The 12-week AIA – Konica Minolta Digital Health Accelerator aims to support entrepreneurs and businesses that deliver solutions through integrating data into healthcare delivery, the companies said.
“Konica Minolta has long embraced Open Innovation, and combined our expertise to create cutting-edge medical field products for more than 30 years now. Since 2014 we have opened 5 Business Innovation Centres across the world to work with customers, start-ups, research institutions and crowdsourcing channels. This accelerator program is another Open Innovation step to reach out to promising start-ups and Konica Minolta will make available R&D assets, and go-to-market channels to accelerate their entry into the Digital Health space,” Konica Minolta executive officer Yuji Ichimura said in a press release.
The companies said that Singapore’s government expects to double its expenditure on healthcare from the $2.8 billion (SG $4 billion) spent in 2011 to $5.6 billion (SG $8 billion) in 2015.
The accelerator program will be run by a 3rd party investment incubator named Nest, and hopes to support the Singapore government’s push to adopt information communication technologies to develop integrated healthcare delivery systems for the country, the companies said.
“This launch is another extension of AIA’s belief in the power of Collaborative Innovation to help manage healthcare costs in Singapore and create value for families here.

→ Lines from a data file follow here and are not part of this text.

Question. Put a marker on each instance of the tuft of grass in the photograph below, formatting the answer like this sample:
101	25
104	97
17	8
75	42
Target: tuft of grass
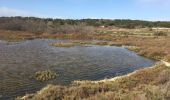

The protection gap in Singapore is estimated to be US$305 billion, and healthcare spending is expected to increase with government health spending expected to increase to SG$12 billion annually by 2020. Digital health can play a meaningful role in addressing both these issues as we seek to ensure the well-being of families in Singapore,” AIA Singapore CEO Patrick Teow said in prepared remarks.
Last month, Konica Minolta said it acquired digital hardware and software imaging developer Viztek for an undisclosed amount.
Viztek recently introduced its Exa platform for PACS, RIS and EHR systems that allows radiologists and physicians to access images and information remotely, the company said.